Es ist wichtig zu beachten, dass die Bemerkungen der Kandidatin zu Empörung in sozialen Medien führen. Tatsächlich könnte man argumentieren, dass diejenigen, die öffentlich ähnliche Ansichten vertreten, nur das Pro-Cycling-Feuer anheizen, das von jenen entzündet wird, die sich leidenschaftlich für den Schutz der Umwelt einsetzen, und denen, die sich an die Tage des Fahrradfahrens in Peking erinnern.
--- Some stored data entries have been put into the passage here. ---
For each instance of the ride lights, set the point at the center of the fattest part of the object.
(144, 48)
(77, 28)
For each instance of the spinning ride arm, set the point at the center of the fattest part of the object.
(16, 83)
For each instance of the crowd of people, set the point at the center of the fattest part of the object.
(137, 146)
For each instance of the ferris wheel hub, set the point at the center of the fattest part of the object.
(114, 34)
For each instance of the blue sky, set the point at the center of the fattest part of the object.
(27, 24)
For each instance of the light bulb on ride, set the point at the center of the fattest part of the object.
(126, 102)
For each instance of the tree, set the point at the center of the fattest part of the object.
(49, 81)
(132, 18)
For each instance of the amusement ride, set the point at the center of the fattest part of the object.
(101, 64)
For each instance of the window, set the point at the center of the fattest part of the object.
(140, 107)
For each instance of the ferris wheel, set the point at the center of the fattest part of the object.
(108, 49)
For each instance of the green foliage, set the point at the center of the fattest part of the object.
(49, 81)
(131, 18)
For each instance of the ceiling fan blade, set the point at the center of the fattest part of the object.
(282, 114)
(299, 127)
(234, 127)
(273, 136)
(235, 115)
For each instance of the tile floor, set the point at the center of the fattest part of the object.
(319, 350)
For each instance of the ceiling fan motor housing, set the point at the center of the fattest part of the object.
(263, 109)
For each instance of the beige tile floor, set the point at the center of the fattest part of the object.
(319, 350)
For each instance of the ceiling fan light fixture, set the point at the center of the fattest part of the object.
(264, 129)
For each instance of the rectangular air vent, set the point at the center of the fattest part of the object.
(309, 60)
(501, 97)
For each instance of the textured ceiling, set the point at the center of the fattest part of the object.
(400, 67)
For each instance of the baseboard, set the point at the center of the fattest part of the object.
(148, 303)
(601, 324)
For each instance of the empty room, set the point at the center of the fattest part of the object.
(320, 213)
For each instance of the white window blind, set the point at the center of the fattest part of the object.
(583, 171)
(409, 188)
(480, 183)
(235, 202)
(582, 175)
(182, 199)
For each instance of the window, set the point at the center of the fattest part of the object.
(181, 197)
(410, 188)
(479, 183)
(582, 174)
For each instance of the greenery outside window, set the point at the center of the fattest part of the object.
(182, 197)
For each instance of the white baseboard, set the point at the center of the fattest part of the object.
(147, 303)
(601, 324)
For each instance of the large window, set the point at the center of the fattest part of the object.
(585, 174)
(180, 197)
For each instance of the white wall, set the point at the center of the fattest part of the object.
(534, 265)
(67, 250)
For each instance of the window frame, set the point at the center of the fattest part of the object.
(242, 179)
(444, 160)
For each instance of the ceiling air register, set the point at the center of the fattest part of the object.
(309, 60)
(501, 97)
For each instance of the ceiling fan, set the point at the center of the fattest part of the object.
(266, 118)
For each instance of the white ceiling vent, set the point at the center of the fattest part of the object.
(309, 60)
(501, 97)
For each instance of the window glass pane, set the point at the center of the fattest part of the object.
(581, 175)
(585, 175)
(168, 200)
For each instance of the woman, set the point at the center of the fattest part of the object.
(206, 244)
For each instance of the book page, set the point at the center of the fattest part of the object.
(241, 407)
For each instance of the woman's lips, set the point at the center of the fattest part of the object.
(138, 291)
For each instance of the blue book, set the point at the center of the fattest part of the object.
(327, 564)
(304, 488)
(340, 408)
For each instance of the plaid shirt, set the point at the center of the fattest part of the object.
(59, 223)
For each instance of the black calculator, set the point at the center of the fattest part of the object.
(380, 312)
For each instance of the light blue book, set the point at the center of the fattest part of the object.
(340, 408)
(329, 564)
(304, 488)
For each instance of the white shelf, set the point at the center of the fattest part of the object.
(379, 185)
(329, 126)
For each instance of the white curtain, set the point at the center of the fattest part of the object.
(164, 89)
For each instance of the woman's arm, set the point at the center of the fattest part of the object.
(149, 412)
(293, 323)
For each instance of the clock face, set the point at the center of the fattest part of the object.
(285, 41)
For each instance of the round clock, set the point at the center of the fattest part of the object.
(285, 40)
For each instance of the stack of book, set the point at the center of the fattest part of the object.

Wenn Chen Nuos Darstellung der jüngeren Generation korrekt war, dann braucht das Radfahren dringend eine Veränderung, um die Herzen der Millennials zu erobern. Zum Glück hat die "Hipster" -Bewegung bereits Peking erreicht und damit auch die Fixed-Gear oder Fixie-Bikes. Wenn "uncool" das neue “cool” wird, entscheiden sich die Menschen heute für einen umweltfreundlichen Transport, ob das ihre ursprüngliche Absicht war oder nicht. Bike-Sharing-Apps wie Mobike, Ofo und Bluegogo hoffen, den riesigen Markt für mobiles Internet in China nutzen zu können. Die bequeme Art ein Fahrrad direkt vom Handy aus finden und mieten zu können, soll wieder mehr Menschen dazu bringen in die Pedale zu treten.
Alle Dienste sind billig und bequem: Benutzer laden einfach eine App auf ihr Smartphone herunter (von denen einige wie Mobike und Ofo auf Englisch verfügbar sind), die es ihnen dann ermöglicht, Fahrräder zu lokalisieren und sie durch scannen eines QR-Codes freizuschalten. Fahrten kosten selten mehr als 1 CNY (0,15 USD). Im Vergleich zu traditionellen Fahrrad-Sharing-Programmen, bei denen die Benutzer ihre Fahrräder an festgelegten Orten abstellen müssen, können die Benutzer die Fahrräder einfach überall abstellen (obwohl dies zu Massenkarambolagen in beliebten Gegenden der Stadt geführt hat).
Auf unserer neuen "Beijing Bike Sharing Tour" können Sie sich ein Stück Bike-Sharing-Action sichern. Für diese eintägige Tour werden wir Fahrräder mit einer der vielen Bike-Sharing-Apps der Stadt mieten und dann in die Hutongs fahren, um die Gegend um den Himmelstempel, den Tiananmen-Platz, den Beihai-Park und den Houhai-See zu erkunden. Wenn Sie möchten, können Sie Ihre lokale Erfahrung vervollständigen, indem Sie mit der U-Bahn nach Hause reisen.
Selbst wenn es aktuell auf den Straßen Pekings nicht neun Millionen Fahrräder gibt, wird es nicht lange dauern, bis wir das behaupten können.